It is not even as if these presidential aspirants are actually reaching for that low “basic decency” bar. Their efforts are better described as putting effort to be merely perceived to be meeting that “basic decency” standard. Mar Roxas is trying to be perceived to be a competent candidate. Grace Poe is trying to be perceived to be a loyal Filipino national. Rodrigo Duterte is trying to be perceived to be a results-driven crime fighter. And last, but not least, Jejomar Binay is trying to be pereceived to be an honest official.

The bigger point, however, is that politicians’ aspirations to meet a standard has become so slack that exceptionalism and excellence no longer form part of the effort. Filipino voters are happy enough with a politician who can claim that he or she will not steal from them — which implies that the main criteria for the Philippine presidency is simply that whoever gets chosen for the role is not a crook.

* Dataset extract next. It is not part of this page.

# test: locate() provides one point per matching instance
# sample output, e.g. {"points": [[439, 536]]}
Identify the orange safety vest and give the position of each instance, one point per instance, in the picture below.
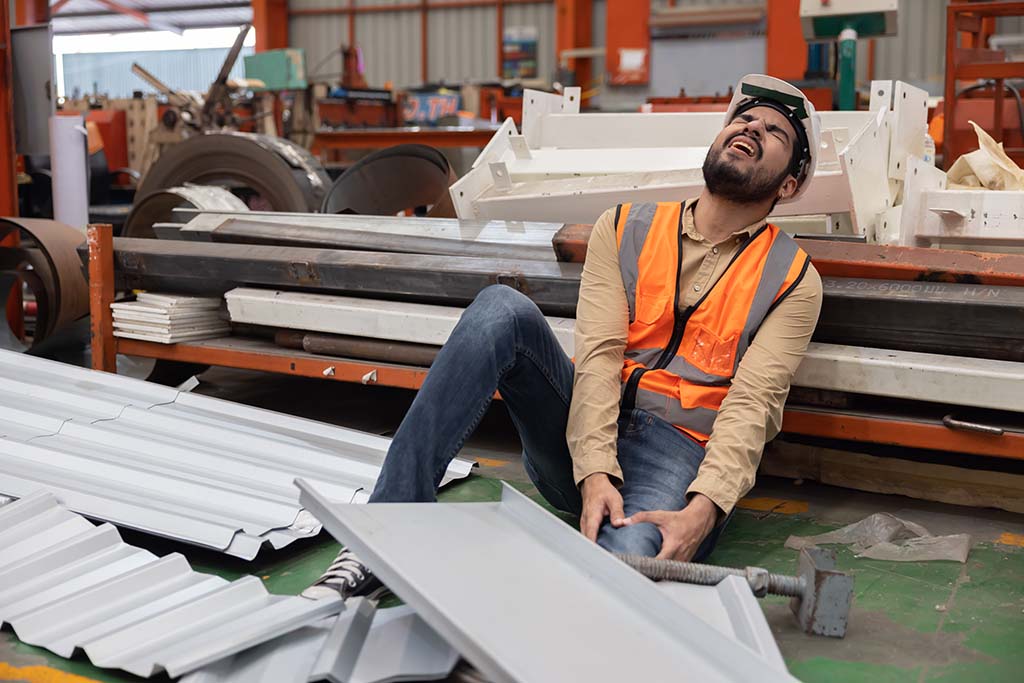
{"points": [[680, 361]]}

That’s really bad. Imagine trying to hire a nanny for your child and the only candidates you can choose from are a bunch of ex-convicts and elementary school dropouts!

To be fair, though, this is the Philippines we are talking about.

In Philippine politics, perception is everything while results are mere afterthoughts. Filipino politicians win elections on the back of a successful crafting of voter perception but go on to serve in government and enjoy total immunity from being routinely held to account for delivery of real results. That is a counter-productive habit that, when coupled with a penchant for being suckers for the colourful bells and whistles of big money election campaigns, always deals a fatal blow to the hopes of any real reforms ever taking hold in Philippine society and governance.

This, perhaps, is the reason why Filipinos now apply very low standards in the search for their next president, and why the quality of the crop of candidates lined up today reflects that degeneration in their collective standards. Filipinos have for so long been disensitised to mediocrity and criminality in governance that they have been conditioned en masse to simply latch on to the no-substance promises and slogans of their cartoon characters politicians without question. And so empty motherhood statements like “daang matuwid” strongly resonate in Philippine society while solidly-grounded discussions on pertinent issues are merely sidestepped.

The bottomline is that people from whom uncompromising excellence should be expected are able to successfully sell mediocrity on a cone for Filipinos to hungrily lap up. Being exceptional in the Philippines is no longer rewarded. Simply being not bad already gets Filipinos excited.